If you’ve ever been frustrated with the way the opposite sex reacts to a problem you have shared with them, it helps to know there are innate differences in the way men and women handle stress.
Stress then, stress now
To understand these differences, we have to first examine the initial purpose of stress. Whatever benefit stress may once have offered has mostly disappeared. Primitive man relied on his body’s system to gear-up for flight or fight. When he was threatened, his adrenal system started pumping furiously and he used every bit of the magical substance to save his hide.
But today anxieties are different: modern man deals mostly with emotional stresses instead of physical ones, though his body cannot discern the difference. Modern social protocol makes it inappropriate for us to fight or run away from worrisome circumstances. So while the adrenal system keeps on pumping for our lives, our minds instruct us to keep cool.

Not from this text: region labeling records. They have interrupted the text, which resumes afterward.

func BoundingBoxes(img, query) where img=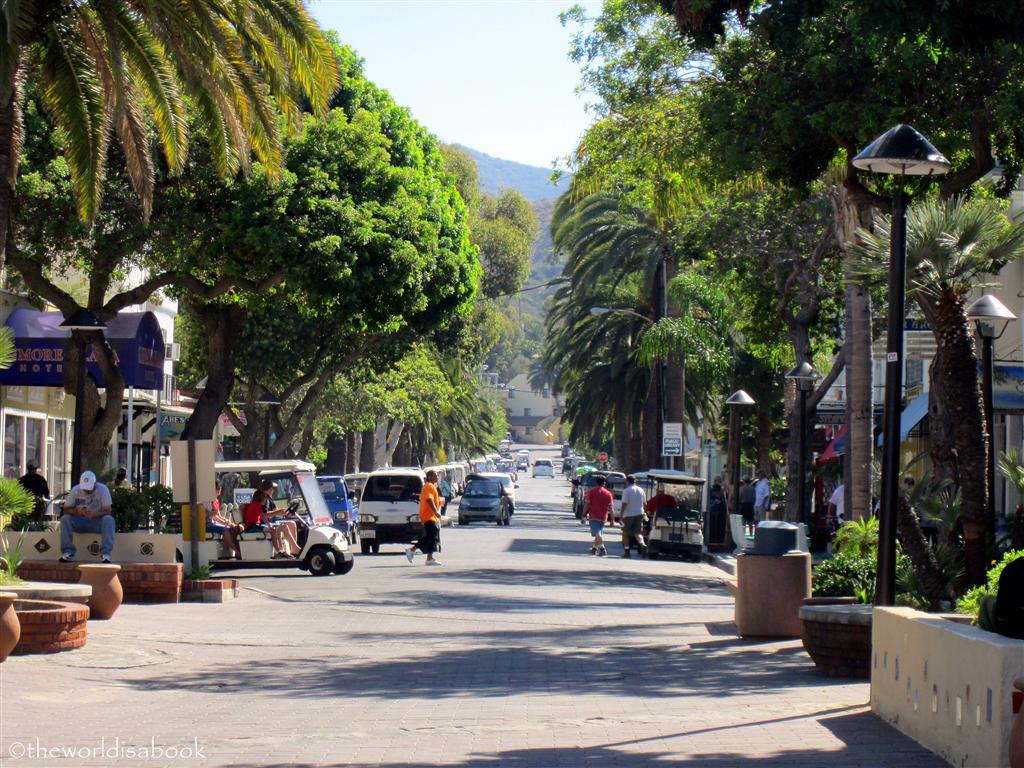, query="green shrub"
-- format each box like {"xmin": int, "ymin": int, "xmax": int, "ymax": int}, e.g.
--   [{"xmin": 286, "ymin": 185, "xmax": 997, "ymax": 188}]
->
[
  {"xmin": 812, "ymin": 554, "xmax": 874, "ymax": 602},
  {"xmin": 955, "ymin": 549, "xmax": 1024, "ymax": 620}
]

Three stress hormones are involved in the flight or fight syndrome: Cortisol, Epinephrine, and Oxytocin. Cortisol and Epinephrine lower immunities and raise blood pressure. Oxytocin softens the reaction of Cortisol and Epinephrine by relaxing the emotions. Men release less Oxytocin than women, and therefore, have a stronger reaction from both Cortisol and Epinephrine.
Because of the increase of Oxytocin and the reproductive hormones, such as Estrogen, women are tenderized to nurture and reach out to others in an effort to both protect themselves and their young. Women are about relationships. In fact, their self-esteem and identity are both dependent upon their feelings of adequacy in relationships.
Men, on the other hand, are problem solvers. They compartmentalize and repress their emotions to either fight or run away. Males are invested in performance and competition. They instinctively don’t pick up many social cues and innately view eye contact as a challenge. So when your male companion says, “I didn’t know you were angry,” even though you didn’t look at him all day because you were upset with him, he may be telling the truth.